Guzzling milk out of the carton (is so disgusting)
But, ingurgitating that milk . . . well your roommate won’t yell at you as quickly if you use this word, that’s for sure.
To guzzle a drink, or gorge with food, is to ingurgitate. This word has an unpleasant connotation, probably because it’s so close to regurgitate, a more common term that means the opposite: to vomit, or to surge forth.
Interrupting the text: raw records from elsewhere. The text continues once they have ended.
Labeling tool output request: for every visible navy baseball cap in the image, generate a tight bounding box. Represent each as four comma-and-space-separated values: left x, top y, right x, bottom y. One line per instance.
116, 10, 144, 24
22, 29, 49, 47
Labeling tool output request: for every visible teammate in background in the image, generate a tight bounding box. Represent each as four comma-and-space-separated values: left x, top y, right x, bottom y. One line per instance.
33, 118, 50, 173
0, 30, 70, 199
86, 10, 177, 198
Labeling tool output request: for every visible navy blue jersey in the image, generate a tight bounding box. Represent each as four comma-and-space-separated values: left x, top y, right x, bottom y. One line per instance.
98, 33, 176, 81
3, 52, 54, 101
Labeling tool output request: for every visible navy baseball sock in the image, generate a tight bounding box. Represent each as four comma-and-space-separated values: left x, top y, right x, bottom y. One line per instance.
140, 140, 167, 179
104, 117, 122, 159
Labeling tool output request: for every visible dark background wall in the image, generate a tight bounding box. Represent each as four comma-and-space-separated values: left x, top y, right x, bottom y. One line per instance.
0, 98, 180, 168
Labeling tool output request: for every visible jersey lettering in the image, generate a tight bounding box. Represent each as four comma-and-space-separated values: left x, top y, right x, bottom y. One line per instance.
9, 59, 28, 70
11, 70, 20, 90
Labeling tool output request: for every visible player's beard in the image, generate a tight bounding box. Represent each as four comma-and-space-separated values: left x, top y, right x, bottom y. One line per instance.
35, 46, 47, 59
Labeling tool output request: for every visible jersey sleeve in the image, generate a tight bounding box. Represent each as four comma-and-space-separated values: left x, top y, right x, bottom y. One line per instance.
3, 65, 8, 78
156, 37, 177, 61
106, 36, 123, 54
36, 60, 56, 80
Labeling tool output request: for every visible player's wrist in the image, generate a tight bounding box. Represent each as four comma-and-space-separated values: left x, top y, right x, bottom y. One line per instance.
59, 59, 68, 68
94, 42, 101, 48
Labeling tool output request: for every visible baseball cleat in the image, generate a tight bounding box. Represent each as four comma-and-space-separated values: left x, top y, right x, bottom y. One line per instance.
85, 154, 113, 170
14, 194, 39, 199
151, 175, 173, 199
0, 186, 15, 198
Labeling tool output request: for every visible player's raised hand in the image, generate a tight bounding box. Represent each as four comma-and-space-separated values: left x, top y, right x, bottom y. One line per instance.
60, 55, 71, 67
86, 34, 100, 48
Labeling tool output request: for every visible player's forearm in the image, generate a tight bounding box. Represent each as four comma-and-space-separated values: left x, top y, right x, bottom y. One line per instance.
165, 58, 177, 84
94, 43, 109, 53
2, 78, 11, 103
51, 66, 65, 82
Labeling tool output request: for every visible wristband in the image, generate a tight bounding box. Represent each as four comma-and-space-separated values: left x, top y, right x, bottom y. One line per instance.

Both words are from Latin—regurgitare (in medical context: to surge or flow) and ingurgitātus (to fill, flood, drench with a stream of liquid).
(This pairing should go on our fun with opposites slideshow, no?)
Burping (is so primitive)
But, eructing . . . that will turn that (disgusted) frown upside down. Ok, one more word related to gastric activity because who doesn’t chuckle at bodily function: to eruct is “to belch, or burp.”
It’s also used in reference to other kinds of eruptions and emissions: words, anger, volcano lava. But, when it comes to raising acidic gases from the stomach, well, feel free to add eruct or eructate to the list of burping synonyms you’re no doubt storing for a rainy day. We are.
Tears (are so dismal)
But, lachrymal (“of or relating to tears”) is quite alluring. And, it’s from the Latin lacrimāre, or “to weep.”